Like people, companies tend not to make any substantive changes in behavior until it’s almost too late. Resolutions easily made just as easily go by the wayside. For most automakers, significant change occurs when they are on a stretcher, and bleeding red ink. Despite chronic weakness, all available energy is mustered to rally forward toward health with new, often daring, product the likes of which never would have been approved for production before illness arrived. Once healthy again, sclerosis sets in, and innovations are neglected. An odd thing, really, considering that it is when the OEM is healthy that it is better able to absorb the shocks and setbacks that often come with innovation.
In the 1950s and 1960s, General Motors was the strongest automaker in the world – and one unafraid of innovation. I can remember overhead cam inline sixes at Pontiac, the rear-engine Corvair at Chevrolet, a turbocharged 3.5-liter aluminum “Jetfire” V8 at Oldsmobile, large front-drive luxury coupes when everything in the segment was rear-drive, and many other interesting production vehicles. Each pushed the boundaries, expanded the knowledge of the corporation, and when combined with GM’s less adventurous offerings, overlapped the market in a way that kept the company prepared for almost any eventuality. Had the process continued, is there any doubt that it would have been GM, not Toyota, who would have introduced a hybrid powertrain to the market?

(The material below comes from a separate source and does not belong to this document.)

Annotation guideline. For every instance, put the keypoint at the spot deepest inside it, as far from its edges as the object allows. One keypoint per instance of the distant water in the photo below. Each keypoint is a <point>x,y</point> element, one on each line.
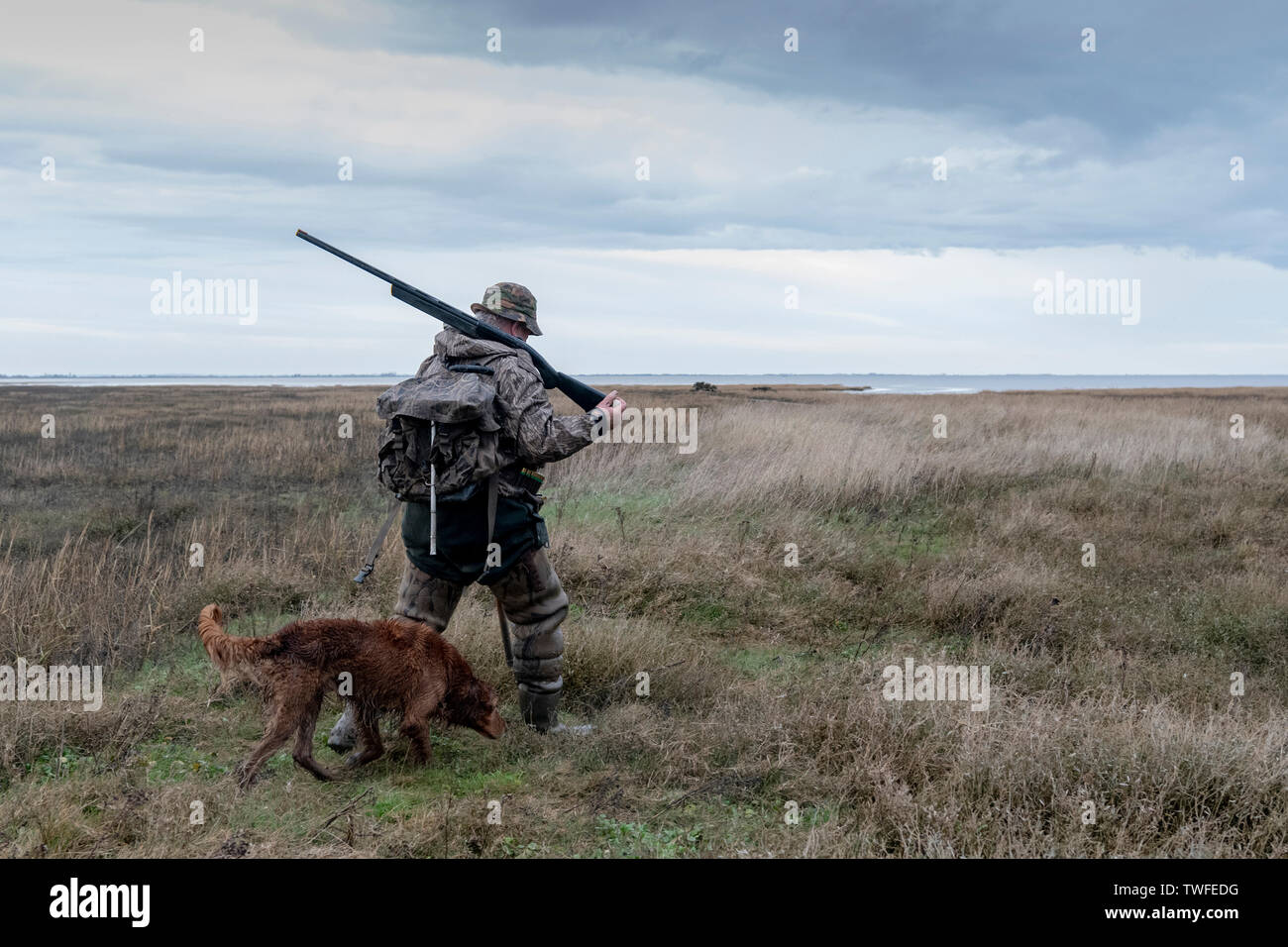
<point>879,384</point>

Unfortunately, the shift toward ever -greater efficiency forced these projects to go underground, then disappear. And, for a while, profits increased as complexity decreased. Call it efficiency’s perverse short-term side effect. But it wasn’t long before the competition started to chip away at segments where the newly efficient GM was underrepresented, or absent. Toe holds were gained, and soon the competition was carrying off customers. Thanks to its size, it took a long time before GM was wheeled into the operating room, fighting for its life.
Now back on the road to redemption, GM is expanding its offerings, but doing so through the rebadging of other automaker’s wares. Unwilling to carry the cost of developing a small, turbocharged engine mated to all-wheel-drive, GM tapped Subaru to provide this technology to Saab, though Chevrolet or Pontiac are in desperate need of a sport compact capable of reducing young buyers’ fealty to Honda’s Civic. Confident of the need to play in the entry-level arena, it sells Suzukis and Daewoos as Chevrolets while moving its domestic small car upmarket. The only thing missing is the internalization of the knowledge needed to create these vehicles. And that lack of know-how could, in the end, prove fatal. After all, though it may be efficient, no one ever got healthy by having someone else exercise for them.
As health returns to the domestic automakers, I’d like to see them resolve to expand their lineups with niche vehicles and niche technology. Put a few thousand diesels into the national fleet, and not just into SUVs. Offer an efficient luxury V10 by adding cylinders (and cylinder deactivation technology) to the best V8 they have. Adapt a small-to-medium front-drive platform to rear-drive, and create a family of new vehicles nobody else has in their portfolio. And, from all of this, learn to shuffle the building blocks in ways never imagined. Like the proverbial apple a day, it will do more to save money and keep the companies healthy than anything else they might possibly do.